Los días se convirtieron en semanas. Vivíamos bajo el mismo techo, pero éramos extraños. Me trataba con respeto, me compraba regalos caros, pero nunca me tocaba. Cuando intentaba acercarme, él encontraba excusas: llamadas, viajes, reuniones. Yo sonreía frente a la sociedad, fingiendo un matrimonio perfecto, pero por dentro me consumía la duda.
Una madrugada, no pude más. Escuché pasos en el pasillo y el sonido de una puerta cerrándose suavemente. Daniel no estaba en su habitación. Movida por la desesperación, decidí seguirlo. Caminé por los interminables pasillos de la mansión hasta que me encontré con algo extraño: un panel en la pared del ala oeste, apenas perceptible, con una cerradura disimulada.

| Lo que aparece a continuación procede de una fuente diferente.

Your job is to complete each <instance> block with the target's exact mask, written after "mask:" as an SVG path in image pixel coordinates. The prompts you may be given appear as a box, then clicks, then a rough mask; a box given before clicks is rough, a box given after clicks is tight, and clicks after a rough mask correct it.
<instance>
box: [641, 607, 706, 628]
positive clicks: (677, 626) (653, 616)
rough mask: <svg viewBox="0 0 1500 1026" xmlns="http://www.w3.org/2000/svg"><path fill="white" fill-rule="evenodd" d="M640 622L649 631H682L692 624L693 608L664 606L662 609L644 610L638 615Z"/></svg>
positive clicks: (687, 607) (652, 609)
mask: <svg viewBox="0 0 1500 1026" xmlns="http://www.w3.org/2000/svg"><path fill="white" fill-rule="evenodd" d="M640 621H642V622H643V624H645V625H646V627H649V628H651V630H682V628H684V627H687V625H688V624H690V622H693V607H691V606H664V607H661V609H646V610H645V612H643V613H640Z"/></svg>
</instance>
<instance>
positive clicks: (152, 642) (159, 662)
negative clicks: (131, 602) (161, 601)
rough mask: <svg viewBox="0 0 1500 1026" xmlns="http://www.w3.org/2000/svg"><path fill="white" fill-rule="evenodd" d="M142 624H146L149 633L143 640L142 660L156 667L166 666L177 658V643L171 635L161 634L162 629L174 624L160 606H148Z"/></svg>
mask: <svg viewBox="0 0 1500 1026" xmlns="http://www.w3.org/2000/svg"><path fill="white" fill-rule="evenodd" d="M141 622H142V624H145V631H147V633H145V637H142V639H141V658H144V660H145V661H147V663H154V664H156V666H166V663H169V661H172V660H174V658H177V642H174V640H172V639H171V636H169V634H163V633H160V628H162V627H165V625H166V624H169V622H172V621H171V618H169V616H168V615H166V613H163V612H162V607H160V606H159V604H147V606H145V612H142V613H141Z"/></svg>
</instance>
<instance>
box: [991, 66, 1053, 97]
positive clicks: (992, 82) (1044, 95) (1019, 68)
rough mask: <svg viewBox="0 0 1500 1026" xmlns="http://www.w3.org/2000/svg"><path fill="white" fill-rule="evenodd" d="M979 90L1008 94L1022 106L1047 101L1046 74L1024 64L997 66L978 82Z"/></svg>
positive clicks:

La curiosidad pudo más que el miedo. Durante días, busqué la llave en su despacho, entre cajones y libros antiguos. Finalmente, la encontré escondida dentro de una caja de relojes. Esa misma noche, con el corazón latiendo desbocado, abrí la puerta oculta.
Lo que descubrí me heló la sangre.
Tras la pared se escondía una habitación lujosa, iluminada tenuemente por lámparas doradas. Y en el centro, sentada en un sillón de terciopelo, había una mujer. Joven, pálida, vestida con seda. Me miró con ojos vacíos, como si llevara años atrapada en aquel lugar. No habló. Solo me observó, en silencio, como una sombra viva.
Sentí un grito ahogarse en mi garganta. ¿Quién era ella? ¿Por qué estaba allí? Y lo más inquietante: ¿sabía ella quién era yo?